I have been published by Uncial Press and Soul Mate Publishing, both of which have wonderful, caring editors who have helped to make my stories so much better than they would have been. I absolutely recommend an editor. Even the best writers have editors, because we can't see our own mistakes.

Where do you store ideas for later use: in your head, in a notebook, or on a spreadsheet?

I create new folders in Word and store them on my computer for later. Another word of advice for new authors is this—keep copies of all your work on another computer or storage device. I keep several copies of everything. Think of how devastating it would be if you lost it.

Can you tell us your future writing goals/projects?

Virgo's Vice, the third Zodiac Series story is with my publisher and will be released at the end of 2015.

I'm currently working on three projects:

  1. Leo's Legacy -- the fourth book in the Zodiac Series, which takes place in my country of birth, Rhodesia (nowZimbabwe), and is based on true events. Zimbabwe currently is governed by a ruthless dictator who appeases his disgruntled citizens by allowing them to attack farmers and force them to give up their farms, murdering and torturing them if they feel like it.
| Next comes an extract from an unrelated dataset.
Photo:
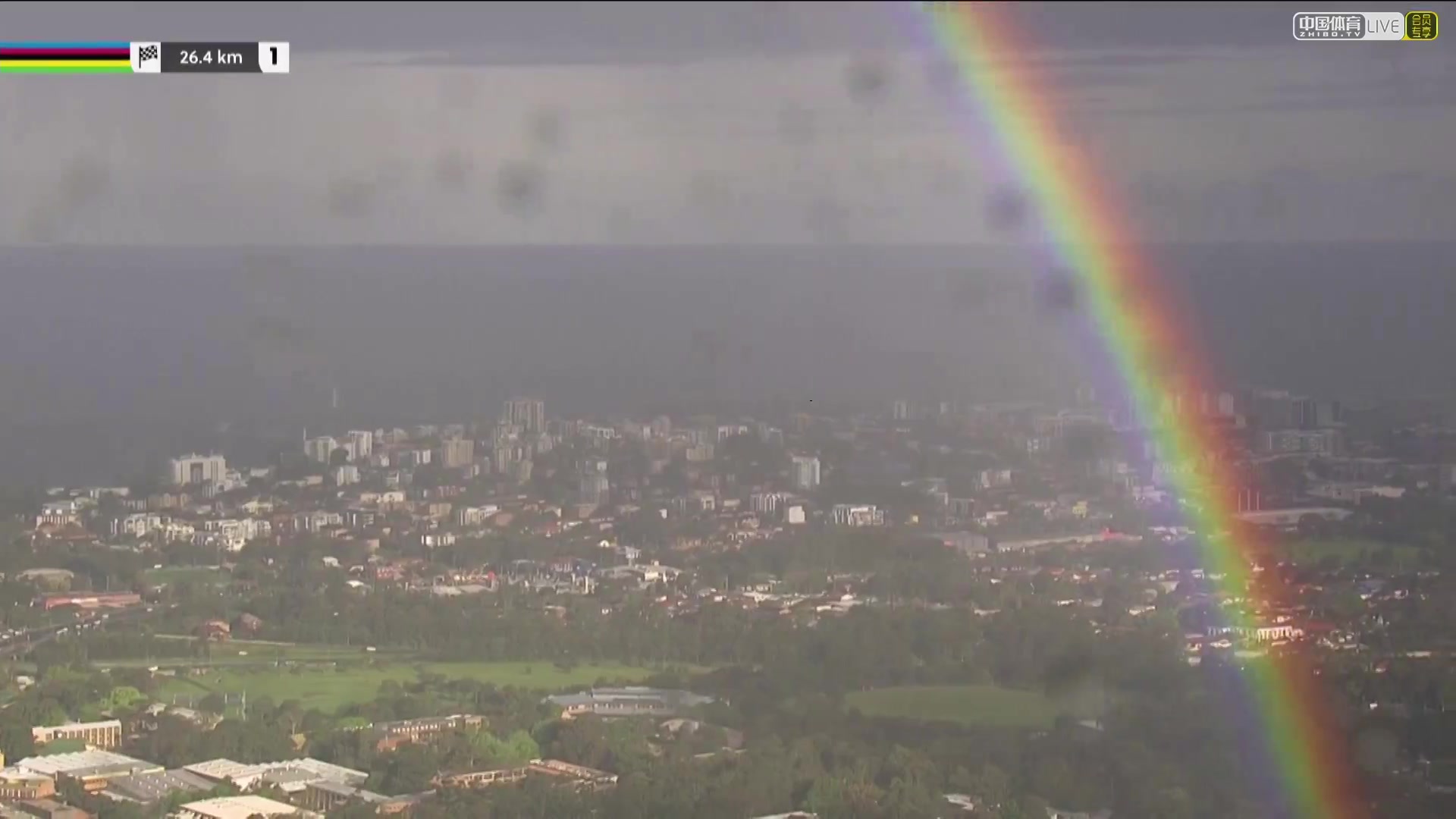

They also maim and torture the animals, and I plan to bring this horrific situation to people's attention in this story.

  1. Ass Backwards – the fourth in the Redneck P.I. Series, as told by quirky character Gasser Cunha, whose many talents include farting, computer hacking, and superior guitar playing. This one is about illegal meth labs.
 I can hardly wait to read that one!

  1. My first psychological thriller.

Where can folks learn more about your books and events?

My websites – and also offer free downloads of a few short stories.

Are your books available in print and ebook formats? (please provide the buy link for easy reader accessibility)

They're available in both.

Thank you for the delicious Melktert ! I wish you great sales with all your endeavors.